Valls backed a report recommending that more labour rules should be set by negotiations between unions and employers at the company level, rather than nationally. Talks on setting up a new system will begin this month, he said.
“This is an essential reform and it shows our determination,” Valls said at a press conference in Paris. “Our culture and our negotiating practices are changing.”
With an economy that has been largely stagnant since he came to office three years ago, French President François Hollande is looking to push through reforms to help revive growth in the run up to elections in 2017.
Hollande since his 2012 election has made some changes to France’s labour codes, making it easier for companies and workers to negotiate an end to employment contracts, allowing companies facing problems to renegotiate working times, and cutting payroll taxes by about 40 billion euros ($44 billion) over the course of his five-year term.

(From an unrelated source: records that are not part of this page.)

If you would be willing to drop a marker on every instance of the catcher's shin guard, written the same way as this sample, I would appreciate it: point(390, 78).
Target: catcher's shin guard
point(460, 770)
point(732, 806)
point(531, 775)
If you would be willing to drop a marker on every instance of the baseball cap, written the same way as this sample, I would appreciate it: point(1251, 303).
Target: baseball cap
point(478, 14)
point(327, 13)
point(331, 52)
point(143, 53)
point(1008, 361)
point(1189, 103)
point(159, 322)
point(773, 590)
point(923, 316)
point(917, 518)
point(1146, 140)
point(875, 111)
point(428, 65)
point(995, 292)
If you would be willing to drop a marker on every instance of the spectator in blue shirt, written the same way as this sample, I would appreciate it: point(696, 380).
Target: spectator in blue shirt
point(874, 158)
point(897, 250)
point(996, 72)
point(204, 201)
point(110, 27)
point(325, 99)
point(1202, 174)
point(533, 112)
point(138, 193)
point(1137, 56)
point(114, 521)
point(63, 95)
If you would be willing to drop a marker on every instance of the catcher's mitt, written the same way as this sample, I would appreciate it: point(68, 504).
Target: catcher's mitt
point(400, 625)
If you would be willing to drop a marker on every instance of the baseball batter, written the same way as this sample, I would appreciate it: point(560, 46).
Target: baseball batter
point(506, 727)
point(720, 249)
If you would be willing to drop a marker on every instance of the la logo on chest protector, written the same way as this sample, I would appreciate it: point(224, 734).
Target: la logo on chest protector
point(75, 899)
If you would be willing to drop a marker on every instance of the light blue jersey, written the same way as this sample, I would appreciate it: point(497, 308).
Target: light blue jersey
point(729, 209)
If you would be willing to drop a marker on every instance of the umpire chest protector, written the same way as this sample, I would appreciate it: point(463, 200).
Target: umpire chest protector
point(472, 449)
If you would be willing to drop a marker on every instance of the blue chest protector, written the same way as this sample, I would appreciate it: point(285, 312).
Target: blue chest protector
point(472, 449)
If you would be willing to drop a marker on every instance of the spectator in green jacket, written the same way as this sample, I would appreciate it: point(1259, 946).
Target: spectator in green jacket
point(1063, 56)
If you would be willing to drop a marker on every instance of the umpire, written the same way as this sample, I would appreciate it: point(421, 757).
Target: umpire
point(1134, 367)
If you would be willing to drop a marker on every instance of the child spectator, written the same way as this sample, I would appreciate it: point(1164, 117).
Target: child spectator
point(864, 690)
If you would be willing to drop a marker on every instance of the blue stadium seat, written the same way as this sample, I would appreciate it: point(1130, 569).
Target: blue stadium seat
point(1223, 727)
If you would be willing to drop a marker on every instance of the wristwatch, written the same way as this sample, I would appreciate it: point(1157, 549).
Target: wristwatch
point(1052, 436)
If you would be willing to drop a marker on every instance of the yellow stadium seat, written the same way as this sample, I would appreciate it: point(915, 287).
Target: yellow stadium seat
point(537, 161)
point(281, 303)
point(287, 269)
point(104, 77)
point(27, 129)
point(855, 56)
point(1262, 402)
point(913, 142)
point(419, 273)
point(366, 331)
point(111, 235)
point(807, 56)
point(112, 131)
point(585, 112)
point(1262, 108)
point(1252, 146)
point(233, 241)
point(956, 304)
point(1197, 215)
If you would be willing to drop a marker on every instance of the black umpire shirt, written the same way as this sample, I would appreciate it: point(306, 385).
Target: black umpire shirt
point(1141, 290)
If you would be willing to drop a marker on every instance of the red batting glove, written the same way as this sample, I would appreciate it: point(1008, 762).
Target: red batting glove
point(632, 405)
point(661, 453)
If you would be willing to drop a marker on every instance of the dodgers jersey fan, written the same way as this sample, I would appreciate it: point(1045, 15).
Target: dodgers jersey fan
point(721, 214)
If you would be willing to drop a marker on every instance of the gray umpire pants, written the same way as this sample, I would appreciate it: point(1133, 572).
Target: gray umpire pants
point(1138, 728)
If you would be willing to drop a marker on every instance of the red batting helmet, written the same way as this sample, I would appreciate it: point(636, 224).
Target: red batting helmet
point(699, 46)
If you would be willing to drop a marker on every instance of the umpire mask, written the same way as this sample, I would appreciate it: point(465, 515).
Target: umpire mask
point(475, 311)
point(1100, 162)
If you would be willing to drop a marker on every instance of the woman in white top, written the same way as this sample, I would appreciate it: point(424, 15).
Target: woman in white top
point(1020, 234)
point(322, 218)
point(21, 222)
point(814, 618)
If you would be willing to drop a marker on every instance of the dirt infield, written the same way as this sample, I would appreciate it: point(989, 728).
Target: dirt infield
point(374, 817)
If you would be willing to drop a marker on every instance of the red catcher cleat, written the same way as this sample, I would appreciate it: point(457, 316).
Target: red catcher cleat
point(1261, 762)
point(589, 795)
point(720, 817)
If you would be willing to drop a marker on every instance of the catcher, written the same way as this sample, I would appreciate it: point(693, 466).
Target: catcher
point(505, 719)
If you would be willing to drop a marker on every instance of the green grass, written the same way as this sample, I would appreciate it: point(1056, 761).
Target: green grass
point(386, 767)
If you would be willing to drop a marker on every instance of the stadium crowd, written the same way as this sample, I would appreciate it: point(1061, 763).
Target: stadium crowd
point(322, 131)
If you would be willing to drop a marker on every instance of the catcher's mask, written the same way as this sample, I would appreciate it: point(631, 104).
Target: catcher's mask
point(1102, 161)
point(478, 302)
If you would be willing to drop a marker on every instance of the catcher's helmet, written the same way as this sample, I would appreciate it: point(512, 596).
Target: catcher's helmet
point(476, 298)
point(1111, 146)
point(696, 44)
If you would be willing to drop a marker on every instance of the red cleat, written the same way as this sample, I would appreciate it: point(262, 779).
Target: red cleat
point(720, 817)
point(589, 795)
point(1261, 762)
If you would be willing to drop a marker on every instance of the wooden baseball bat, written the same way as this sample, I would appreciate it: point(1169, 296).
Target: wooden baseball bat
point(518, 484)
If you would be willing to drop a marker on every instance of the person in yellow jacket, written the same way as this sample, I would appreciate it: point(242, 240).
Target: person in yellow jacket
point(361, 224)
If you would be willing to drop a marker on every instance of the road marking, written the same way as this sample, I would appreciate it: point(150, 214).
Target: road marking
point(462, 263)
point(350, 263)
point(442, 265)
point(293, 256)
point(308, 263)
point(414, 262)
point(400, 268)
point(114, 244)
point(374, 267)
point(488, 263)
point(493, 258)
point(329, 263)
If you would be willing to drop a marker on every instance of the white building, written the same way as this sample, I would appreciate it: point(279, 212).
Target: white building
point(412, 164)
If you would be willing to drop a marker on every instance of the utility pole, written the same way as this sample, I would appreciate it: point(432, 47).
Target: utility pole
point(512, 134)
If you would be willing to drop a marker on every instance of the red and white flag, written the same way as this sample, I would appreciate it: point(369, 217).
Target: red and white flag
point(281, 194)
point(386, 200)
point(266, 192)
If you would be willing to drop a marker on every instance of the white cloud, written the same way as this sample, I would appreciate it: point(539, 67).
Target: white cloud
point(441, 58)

The idea of the next stage of reforms is to scale back the role of France’s 3,000-plus-page labour code to simply laying out principles, and leaving the details to company-by-company negotiations, said Jean-Denis Combrexelle, the author of the study commissioned by Valls.
“We can’t imagine that a top-down system can decide for 16 million employees,” Combrexelle said. “It’s not possible. The primary role of the labor code must be to fix the grand principles.”
Medef, France’s main business lobby, hailed Combrexelle’s report as “a good departure point,” adding it was looking forward to a “rapid and effective putting into action of its proposals.”